I strongly recommend "Beyond the Einstein Addition Law and its Gyroscopic Thomas Precession - The Theory of Gyrogroups and Gyrovector Spaces" by Abraham A. Ungar

This book gives a beautiful hyperbolic geometrical perspective on the mathematics of spacetimes in terms of gyrogroups and gyrovectors. The book explains things like commutativity, associativity, triangle inequality and angle cosines between rays in 3 dimensions. Not just a math book but almost art IMHO.

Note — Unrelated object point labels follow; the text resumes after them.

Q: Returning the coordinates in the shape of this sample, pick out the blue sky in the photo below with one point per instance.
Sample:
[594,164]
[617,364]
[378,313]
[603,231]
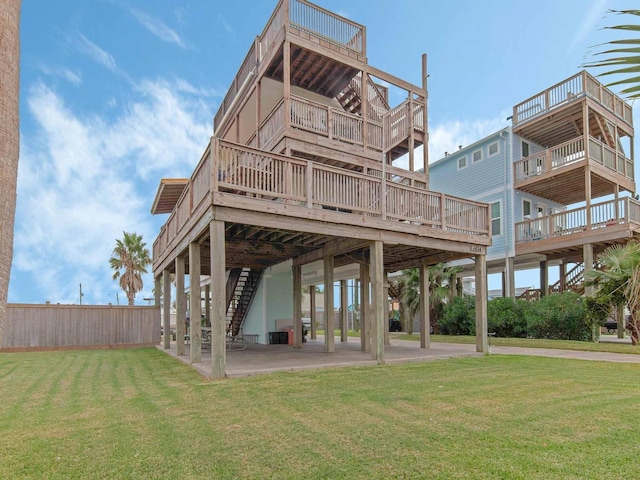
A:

See formula (1.46) in the book for the general velocity addition and the workout.

Last edited: Nov 15, 2008
8. Nov 15, 2008

### Fredrik

Staff Emeritus
Thank you. I was able to use the "look inside this book" feature at amazon.com to find 1.46. When I have removed the annoying factors of c, it looks like this:

$$\frac{1}{1+\vec u\cdot\vec v} \Bigg(\vec u+\frac{1}{\gamma_{\vec u}} \vec v + \frac{\gamma_{\vec u}}{1+\gamma_{\vec u}}(\vec u\cdot\vec v)\vec u\Bigg)$$

9. Nov 17, 2008

### Fredrik

Staff Emeritus
I clicked around in that book some more, and I found that the addition law can also be expressed as

$$\vec u\oplus\vec v=\frac{1}{1+\vec u\cdot\vec v}\Bigg(\vec u+\vec v+\frac{\gamma_{\vec u}}{1+\gamma_{\vec u}}\vec u\times(\vec u\times\vec v)\Bigg)$$

I didn't see anything that suggests that the book actually derives this rule. It seems that it just uses it as an example of what they want to define as a "gyrogroup".

10. Nov 17, 2008

### MeJennifer

That is correct.

Also the addition of non parallel velocity vectors in flat spacetime causes Thomas precession which is defined in the book as a Thomas gyration.

Also it is interesting to note that the addition of non parallel velocity vectors in flat spacetime is a nonassociative operation. So u + v is not equal to v + u.

Again, a beautiful book!